On the other hand, if you're an individual and you want to run a bunch of headless servers, KVM is a much better alternative. While you can (and I have) run VirtualBox headless via command line scripts, this is like using a chisel as a screwdriver. You can do it, but why? The virt-manager app is great in that I can connect to all of my HyperVisors at once, see the state of each of the VMs, and manage/maintain them all remotely without needing to log into the HyperVisor directly.

Of course these are not hard and fast rules, if you love KVM you can certainly run a desktop on it. If you know VirtualBox you can use it as a headless server. Use what works for you, but if it doesn't involve KVM you probably don't care about what's on this page!

Terminology

I've already used a big word and I should probably explain what it is.

  • HyperVisor: Also known as the Host Machine, a HyperVisor is a basic OS and VM management infrastructure required to host Virtual Machines. In my case the HyperVisor is KVM running on a thin Ubuntu server.
  • Bare Metal: When someone refers to a bare-metal installation they are typically comparing it to the same configuration in a virtual machine. For example, "the bare metal benchmark was 2% faster than when running under KVM."
  • VDI: Virtual Desktop Infrastructure. I run virtualized servers, I only have about half a dozen or so each dedicated to a specific purpose. VDI infrastructure is completely different, it involves running hundreds or thousands of nearly identical machines that can replace an entire desktop. You can imagine a VDI installation for a helpdesk consisting of a single desktop image that gets cloned and booted every time someone logs in - any changes to this desktop image will be wiped out on the next login. Conversely, you could have a dedicated image per user, using up more space but adding permanence (and management headaches) to each individual system.
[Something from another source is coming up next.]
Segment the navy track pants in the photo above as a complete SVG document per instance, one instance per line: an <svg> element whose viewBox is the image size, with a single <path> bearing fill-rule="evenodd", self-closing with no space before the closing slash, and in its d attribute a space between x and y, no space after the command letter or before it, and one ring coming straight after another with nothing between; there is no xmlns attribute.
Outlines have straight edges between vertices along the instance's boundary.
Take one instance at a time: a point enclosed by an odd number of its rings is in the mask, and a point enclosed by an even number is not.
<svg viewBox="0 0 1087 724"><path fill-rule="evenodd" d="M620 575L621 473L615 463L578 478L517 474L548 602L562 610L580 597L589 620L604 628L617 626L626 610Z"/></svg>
VDI is not covered here since that's a very different set of problems and solutions.

Installing the HyperVisor

I'm going to assume you're start with a plain Ubuntu Server install. In my opinion a HyperVisor should be a very basic thing, essentially just KVM and SSH. The more stuff you run on the HyperVisor the more likely you are to screw something up or need to restart for the wrong reasons. Remember, when the HyperVisor needs to reboot ALL of the VMs need to reboot.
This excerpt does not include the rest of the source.